Notification

×

Kategori Berita

Cari Berita

Iklan Paskah

Iklan Paskah

“Trans Papua Lumpuh Diterjang Longsor: KNPI Keerom Desak Negara Hadir Cepat, Peringatkan Ancaman Ekonomi hingga Konflik Sosial”

Minggu, 19 April 2026 | Minggu, April 19, 2026 WIB | 0 Views Last Updated 2026-04-19T12:23:35Z


CNEWS | Keerom, 19 April 2026 — Bencana longsor yang memutus akses vital di ruas Jalan Trans Papua Jayapura–Wamena kembali menegaskan rapuhnya infrastruktur strategis di wilayah timur Indonesia. Insiden yang terjadi pada Sabtu, 18 April 2026 di Kampung Kalimo, Distrik Waris, Kabupaten Keerom, kini menjadi sorotan serius kalangan pemuda.



Ketua DPD KNPI Kabupaten Keerom, Yan Christian May, secara tegas mendesak pemerintah pusat melalui Balai Besar Pelaksanaan Jalan Nasional Papua untuk segera mengambil langkah cepat, terukur, dan bertanggung jawab dalam menangani dampak longsor yang melumpuhkan jalur utama tersebut.


“Ini Jalur Kehidupan, Bukan Sekadar Jalan”



Dalam pernyataan resminya, Yan menegaskan bahwa Jalan Trans Papua bukan sekadar infrastruktur fisik, melainkan urat nadi kehidupan masyarakat—terutama bagi wilayah pegunungan seperti Wamena yang sangat bergantung pada distribusi logistik dari Jayapura.


“Ini bukan sekadar jalan rusak. Ini adalah jalur kehidupan masyarakat Papua. Negara harus hadir cepat, serius, dan bertanggung jawab. Jangan biarkan masyarakat menanggung beban terlalu lama,” tegasnya.



Desakan Penanganan Darurat hingga Permanen

KNPI Keerom menuntut adanya dua langkah utama yang tidak bisa ditunda:

Penanganan darurat segera untuk membuka kembali akses transportasi

Perbaikan permanen dengan standar teknis tahan bencana




Menurut KNPI, pendekatan tambal sulam tidak lagi relevan untuk ruas strategis seperti Trans Papua yang kerap menjadi korban bencana alam.


Imbauan Keras: Hentikan Truk Berat dan Aktivitas Liar



Selain mendesak pemerintah, KNPI juga mengeluarkan imbauan tegas kepada masyarakat dan pelaku usaha:


Penghentian sementara operasional truk bertonase di atas 3 ton

Langkah ini dinilai penting untuk mencegah kerusakan lebih parah dan menghindari risiko kecelakaan di jalur yang masih labil.


Ketua DPD KNPI Kabupaten Keerom, Yan Christian May,


Larangan aktivitas pengaturan jalan ilegal oleh oknum masyarakat


KNPI menyoroti potensi munculnya praktik pungutan liar di lokasi longsor yang sering dilakukan tanpa koordinasi resmi.


“Segala bentuk keterlibatan harus berdasarkan perintah resmi.
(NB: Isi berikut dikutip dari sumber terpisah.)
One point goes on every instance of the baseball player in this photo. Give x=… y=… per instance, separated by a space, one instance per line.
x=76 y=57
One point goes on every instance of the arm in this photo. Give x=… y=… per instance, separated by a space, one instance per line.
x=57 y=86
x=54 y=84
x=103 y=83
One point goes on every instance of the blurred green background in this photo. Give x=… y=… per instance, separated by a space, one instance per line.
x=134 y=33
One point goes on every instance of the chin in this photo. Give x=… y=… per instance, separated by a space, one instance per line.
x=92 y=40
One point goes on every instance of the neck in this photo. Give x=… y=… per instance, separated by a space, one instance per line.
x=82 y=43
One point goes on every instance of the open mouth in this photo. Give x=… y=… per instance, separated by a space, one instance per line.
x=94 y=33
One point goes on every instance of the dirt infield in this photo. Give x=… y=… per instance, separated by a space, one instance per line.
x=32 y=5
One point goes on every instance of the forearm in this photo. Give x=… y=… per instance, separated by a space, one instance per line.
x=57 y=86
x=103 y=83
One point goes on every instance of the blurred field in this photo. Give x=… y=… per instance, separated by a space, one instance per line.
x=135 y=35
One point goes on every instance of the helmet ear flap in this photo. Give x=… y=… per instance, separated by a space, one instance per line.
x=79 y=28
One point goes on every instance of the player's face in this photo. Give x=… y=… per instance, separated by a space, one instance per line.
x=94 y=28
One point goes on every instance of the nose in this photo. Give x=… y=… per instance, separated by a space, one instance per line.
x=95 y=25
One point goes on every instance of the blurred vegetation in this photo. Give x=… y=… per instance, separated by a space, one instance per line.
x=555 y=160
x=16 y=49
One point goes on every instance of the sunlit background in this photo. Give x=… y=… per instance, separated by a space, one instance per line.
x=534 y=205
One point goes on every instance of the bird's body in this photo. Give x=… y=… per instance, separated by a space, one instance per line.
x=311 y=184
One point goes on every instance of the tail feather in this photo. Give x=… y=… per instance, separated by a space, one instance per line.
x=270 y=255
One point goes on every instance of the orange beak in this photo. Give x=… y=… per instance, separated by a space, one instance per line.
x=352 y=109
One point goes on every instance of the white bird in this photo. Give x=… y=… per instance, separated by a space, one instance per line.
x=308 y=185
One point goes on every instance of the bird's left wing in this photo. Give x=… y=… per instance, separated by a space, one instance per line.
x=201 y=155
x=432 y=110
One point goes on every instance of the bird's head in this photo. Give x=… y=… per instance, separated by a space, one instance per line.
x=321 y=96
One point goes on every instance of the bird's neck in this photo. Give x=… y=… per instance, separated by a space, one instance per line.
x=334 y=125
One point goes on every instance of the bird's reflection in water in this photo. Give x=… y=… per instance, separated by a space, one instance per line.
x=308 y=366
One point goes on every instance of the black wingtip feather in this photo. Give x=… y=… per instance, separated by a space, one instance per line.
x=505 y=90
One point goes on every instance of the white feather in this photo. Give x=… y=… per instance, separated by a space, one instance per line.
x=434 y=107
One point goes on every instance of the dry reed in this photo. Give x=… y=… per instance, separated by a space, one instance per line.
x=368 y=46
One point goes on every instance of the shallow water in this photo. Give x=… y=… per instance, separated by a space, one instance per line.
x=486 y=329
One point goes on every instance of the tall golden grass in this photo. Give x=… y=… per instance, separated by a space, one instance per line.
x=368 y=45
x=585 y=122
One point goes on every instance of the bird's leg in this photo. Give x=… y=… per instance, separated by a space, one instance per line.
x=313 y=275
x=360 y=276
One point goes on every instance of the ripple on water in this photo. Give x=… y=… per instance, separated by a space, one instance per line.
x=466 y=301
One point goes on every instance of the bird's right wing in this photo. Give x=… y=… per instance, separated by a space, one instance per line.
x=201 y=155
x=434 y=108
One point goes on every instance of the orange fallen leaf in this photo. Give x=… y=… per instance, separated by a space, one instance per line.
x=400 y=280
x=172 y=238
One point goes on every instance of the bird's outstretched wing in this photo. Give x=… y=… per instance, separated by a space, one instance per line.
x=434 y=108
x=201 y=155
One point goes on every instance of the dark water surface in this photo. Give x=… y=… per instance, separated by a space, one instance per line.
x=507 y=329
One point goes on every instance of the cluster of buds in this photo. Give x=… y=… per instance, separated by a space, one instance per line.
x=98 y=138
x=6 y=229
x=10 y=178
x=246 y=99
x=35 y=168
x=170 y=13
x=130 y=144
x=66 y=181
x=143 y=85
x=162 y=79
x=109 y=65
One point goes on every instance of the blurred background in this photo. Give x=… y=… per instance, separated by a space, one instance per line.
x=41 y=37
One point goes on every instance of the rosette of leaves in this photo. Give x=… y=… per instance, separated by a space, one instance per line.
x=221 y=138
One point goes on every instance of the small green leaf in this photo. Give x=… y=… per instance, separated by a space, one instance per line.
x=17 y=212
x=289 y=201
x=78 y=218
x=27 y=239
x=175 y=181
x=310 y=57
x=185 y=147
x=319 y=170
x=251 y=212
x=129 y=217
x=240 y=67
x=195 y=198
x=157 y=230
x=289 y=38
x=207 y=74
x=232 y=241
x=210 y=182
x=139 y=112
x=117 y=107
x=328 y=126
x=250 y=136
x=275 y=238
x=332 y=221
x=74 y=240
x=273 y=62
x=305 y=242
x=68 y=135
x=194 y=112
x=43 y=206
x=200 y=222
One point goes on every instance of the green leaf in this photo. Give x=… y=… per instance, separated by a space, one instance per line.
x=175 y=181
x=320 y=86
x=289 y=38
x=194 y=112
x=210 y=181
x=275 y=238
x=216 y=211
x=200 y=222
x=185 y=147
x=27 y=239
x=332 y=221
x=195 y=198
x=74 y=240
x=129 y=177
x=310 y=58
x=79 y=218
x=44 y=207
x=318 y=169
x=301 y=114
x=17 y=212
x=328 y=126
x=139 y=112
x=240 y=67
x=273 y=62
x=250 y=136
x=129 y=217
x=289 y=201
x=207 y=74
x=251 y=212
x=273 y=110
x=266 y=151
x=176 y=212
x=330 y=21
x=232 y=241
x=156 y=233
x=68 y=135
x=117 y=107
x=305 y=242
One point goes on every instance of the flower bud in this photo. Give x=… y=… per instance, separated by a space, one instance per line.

Harus ada mekanisme yang jelas agar tidak memicu konflik dan merugikan masyarakat,” tegas Yan.


Dampak Sistemik: Ekonomi Papua Terancam


KNPI Keerom memaparkan bahwa dampak longsor ini bersifat sistemik dan luas, tidak hanya terbatas pada akses jalan:


1. Gangguan Distribusi Logistik

Pasokan bahan pokok, BBM, dan kebutuhan vital ke wilayah pegunungan seperti Wamena terhambat, membuka potensi kelangkaan.

2. Lonjakan Harga dan Inflasi Lokal

Ketidakseimbangan distribusi diperkirakan memicu kenaikan harga barang secara signifikan, yang langsung menekan daya beli masyarakat.

3. Kenaikan Biaya Transportasi

Pengusaha dan distributor harus mencari jalur alternatif atau menanggung keterlambatan, yang berdampak pada biaya operasional.

4. Lumpuhnya Aktivitas Ekonomi Rakyat

Petani, pedagang, hingga pelaku UMKM terancam merugi akibat tersendatnya distribusi hasil produksi.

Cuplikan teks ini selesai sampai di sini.